Au rythme de la personne

De semaine en semaine, un projet se dégage. Entre deux coups de marteau sur l’enclume, le jeune homme présente à Résus un CV propre. Leurs discussions dégagent finalement deux pistes : l’animation et les espaces verts. « J’étais un peu perdu dans ce que je voulais faire. Je pensais que je n’y arriverais jamais, se remémore Logan. En parlant avec Résus, j’ai identifié que j’aimais m’occuper des gens, rendre service et être en contact avec la nature. Il m’a encouragé à me concentrer sur un métier précis plutôt que de chercher dans tous les sens, puis à cibler les entreprises, à compléter mon CV avec les compétences adaptées et à rédiger des lettres de motivation. » Le jeune homme salue le forgeron : « Je me sentais moins seul dans ma démarche. S’il ne m’avait pas aidé, j’aurais vraiment galéré, je n’aurais pas eu suffisamment confiance en moi, rien que pour le français. » Avant de conclure : « Il m’a dit que j’allais prendre de l’expérience et qu’il ne faut jamais laisser tomber. »

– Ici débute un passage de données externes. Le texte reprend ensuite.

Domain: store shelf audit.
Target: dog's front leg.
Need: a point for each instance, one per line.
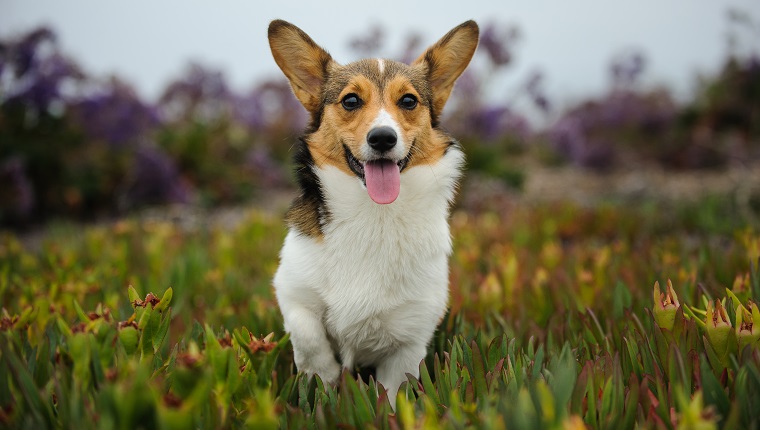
(311, 348)
(392, 372)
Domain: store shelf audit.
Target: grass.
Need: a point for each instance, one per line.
(553, 322)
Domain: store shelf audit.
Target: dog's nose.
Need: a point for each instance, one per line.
(381, 139)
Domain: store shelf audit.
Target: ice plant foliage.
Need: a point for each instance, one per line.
(552, 324)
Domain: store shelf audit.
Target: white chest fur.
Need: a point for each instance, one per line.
(378, 279)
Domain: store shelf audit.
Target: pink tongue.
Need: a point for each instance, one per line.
(383, 178)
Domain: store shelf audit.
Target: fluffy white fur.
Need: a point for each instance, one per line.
(373, 289)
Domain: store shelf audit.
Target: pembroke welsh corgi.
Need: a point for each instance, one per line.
(363, 275)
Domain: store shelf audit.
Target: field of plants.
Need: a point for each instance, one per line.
(560, 316)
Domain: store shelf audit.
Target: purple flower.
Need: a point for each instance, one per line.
(115, 114)
(156, 179)
(201, 94)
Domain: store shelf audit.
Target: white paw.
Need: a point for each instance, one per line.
(325, 366)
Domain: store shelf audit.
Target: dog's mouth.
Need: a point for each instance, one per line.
(381, 176)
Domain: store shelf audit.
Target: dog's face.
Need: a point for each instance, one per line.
(373, 118)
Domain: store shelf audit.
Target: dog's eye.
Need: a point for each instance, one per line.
(408, 101)
(351, 102)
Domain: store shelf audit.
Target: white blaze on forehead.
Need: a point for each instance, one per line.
(384, 118)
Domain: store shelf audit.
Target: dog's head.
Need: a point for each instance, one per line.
(373, 118)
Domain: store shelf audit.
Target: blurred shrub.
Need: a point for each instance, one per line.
(75, 145)
(630, 126)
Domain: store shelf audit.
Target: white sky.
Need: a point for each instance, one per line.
(148, 42)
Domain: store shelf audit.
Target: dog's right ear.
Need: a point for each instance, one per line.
(304, 63)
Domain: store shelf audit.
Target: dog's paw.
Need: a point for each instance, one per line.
(326, 367)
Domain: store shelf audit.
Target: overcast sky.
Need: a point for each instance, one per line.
(148, 42)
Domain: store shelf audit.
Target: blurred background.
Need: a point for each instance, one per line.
(108, 108)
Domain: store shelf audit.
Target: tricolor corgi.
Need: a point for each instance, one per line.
(363, 274)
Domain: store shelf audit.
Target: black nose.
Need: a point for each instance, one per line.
(381, 139)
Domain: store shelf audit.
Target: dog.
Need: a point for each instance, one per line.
(363, 274)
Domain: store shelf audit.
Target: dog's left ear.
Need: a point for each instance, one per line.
(304, 63)
(447, 59)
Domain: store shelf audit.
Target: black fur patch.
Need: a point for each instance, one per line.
(308, 211)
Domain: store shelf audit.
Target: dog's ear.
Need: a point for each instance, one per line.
(304, 63)
(447, 59)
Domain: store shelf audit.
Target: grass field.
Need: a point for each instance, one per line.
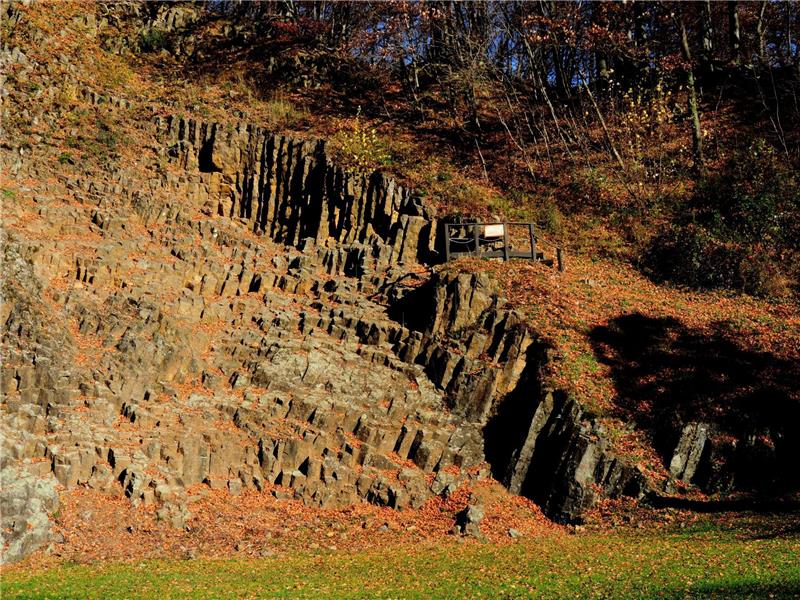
(627, 564)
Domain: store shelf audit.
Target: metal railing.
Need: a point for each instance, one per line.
(483, 239)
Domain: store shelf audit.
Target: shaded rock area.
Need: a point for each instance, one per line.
(26, 502)
(256, 316)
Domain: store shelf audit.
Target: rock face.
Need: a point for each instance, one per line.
(287, 189)
(26, 502)
(253, 317)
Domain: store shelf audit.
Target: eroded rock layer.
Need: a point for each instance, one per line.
(254, 316)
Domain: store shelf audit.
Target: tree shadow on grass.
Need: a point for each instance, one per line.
(668, 375)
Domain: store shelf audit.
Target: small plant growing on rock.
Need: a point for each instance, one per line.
(153, 40)
(359, 148)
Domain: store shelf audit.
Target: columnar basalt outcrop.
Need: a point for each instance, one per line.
(255, 317)
(288, 189)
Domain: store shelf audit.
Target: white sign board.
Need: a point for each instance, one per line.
(493, 231)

« La priorité de cette démarche d’“aller vers” est de faire comprendre à ces jeunes que la qualification est indispensable et qu’il n’y a pas forcément besoin d’être assis à l’école pour y arriver », explique Sam Petitdemange. Une fois par semaine, Jean-Christophe Bourgalle, conseiller d’insertion de la mission locale, accompagne Résus Choteau dans son étape au City Stade de Thann. Une présence attentive, sans rien brusquer, pour laisser la possibilité aux intéressés de s’engager un peu plus dans leur réflexion. Le cas échéant, rendez-vous peut être pris dans les locaux de son service ou bien ailleurs, là où le jeune se sentira à l’aise. « Il s’agit d’aller au rythme de la personne, puis de relativiser ses échecs passés et de la déculpabiliser par rapport à ses envies personnelles, qui ne correspondent pas forcément à ce qui a été attendu d’elle », défend Jean-Christophe Bourgalle.

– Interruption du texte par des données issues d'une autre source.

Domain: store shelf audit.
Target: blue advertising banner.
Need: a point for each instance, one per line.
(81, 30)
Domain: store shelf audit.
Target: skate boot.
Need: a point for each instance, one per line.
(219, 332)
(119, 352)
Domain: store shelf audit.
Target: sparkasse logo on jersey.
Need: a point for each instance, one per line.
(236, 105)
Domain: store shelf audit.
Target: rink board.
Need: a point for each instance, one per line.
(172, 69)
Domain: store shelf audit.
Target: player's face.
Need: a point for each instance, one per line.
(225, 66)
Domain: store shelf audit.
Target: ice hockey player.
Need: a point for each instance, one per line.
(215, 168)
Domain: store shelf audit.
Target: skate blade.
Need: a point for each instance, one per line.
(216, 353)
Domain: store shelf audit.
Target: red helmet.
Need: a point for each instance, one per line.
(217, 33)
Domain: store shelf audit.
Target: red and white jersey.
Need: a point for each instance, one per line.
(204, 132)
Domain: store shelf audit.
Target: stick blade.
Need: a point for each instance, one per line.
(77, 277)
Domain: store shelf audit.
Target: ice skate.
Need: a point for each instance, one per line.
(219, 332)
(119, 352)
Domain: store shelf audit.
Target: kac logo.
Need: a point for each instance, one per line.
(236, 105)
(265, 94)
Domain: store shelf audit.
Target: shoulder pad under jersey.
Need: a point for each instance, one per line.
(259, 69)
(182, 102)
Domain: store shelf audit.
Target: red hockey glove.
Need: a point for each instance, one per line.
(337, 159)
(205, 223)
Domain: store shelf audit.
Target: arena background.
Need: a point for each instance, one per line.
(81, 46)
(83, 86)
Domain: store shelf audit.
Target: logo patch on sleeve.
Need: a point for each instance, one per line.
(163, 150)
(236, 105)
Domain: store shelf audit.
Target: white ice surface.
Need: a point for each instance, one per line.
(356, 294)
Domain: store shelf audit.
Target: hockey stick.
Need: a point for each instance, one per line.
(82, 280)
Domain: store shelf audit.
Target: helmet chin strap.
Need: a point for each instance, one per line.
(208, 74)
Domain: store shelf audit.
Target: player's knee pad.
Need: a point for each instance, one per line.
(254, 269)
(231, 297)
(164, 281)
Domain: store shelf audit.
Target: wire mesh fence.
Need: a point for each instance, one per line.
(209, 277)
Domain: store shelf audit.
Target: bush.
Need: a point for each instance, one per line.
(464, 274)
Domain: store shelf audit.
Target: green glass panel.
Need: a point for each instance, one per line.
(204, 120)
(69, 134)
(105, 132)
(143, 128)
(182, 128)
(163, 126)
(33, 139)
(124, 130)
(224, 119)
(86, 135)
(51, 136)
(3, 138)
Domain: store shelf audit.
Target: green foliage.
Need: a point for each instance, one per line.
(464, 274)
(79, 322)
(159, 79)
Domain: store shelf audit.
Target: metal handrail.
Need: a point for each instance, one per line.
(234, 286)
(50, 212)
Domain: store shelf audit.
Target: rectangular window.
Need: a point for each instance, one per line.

Depuis les débuts du Spot en septembre 2020, ralentis par les soubresauts de la crise du Covid, une centaine de jeunes Neet(1) de 16 à 25 ans ont été approchés par le dispositif sur ses trois points d’arrêt dans la communauté de communes de Thann-Cernay. Au-delà, Le Spot fait halte dans toutes les grandes manifestations du secteur. En attendant de nouer des partenariats avec des institutions comme Pôle emploi ou l’Education nationale, la mission locale de Thur Doller continue de développer ses maraudes. Un nouveau camion devrait bientôt arpenter les abords de la commune de Saint-Amarin, en partenariat avec une association. Cette fois, ce sont les métiers de la culture qui seront mis à l’honneur pour éveiller les vocations. Des entreprises commencent aussi à se manifester auprès de la mission locale dans l’idée de présenter leurs métiers par le biais de ce dispositif mobile.

Notes

(1) Not in Education, Employment or Training (« ni en études, ni en emploi, ni en formation »).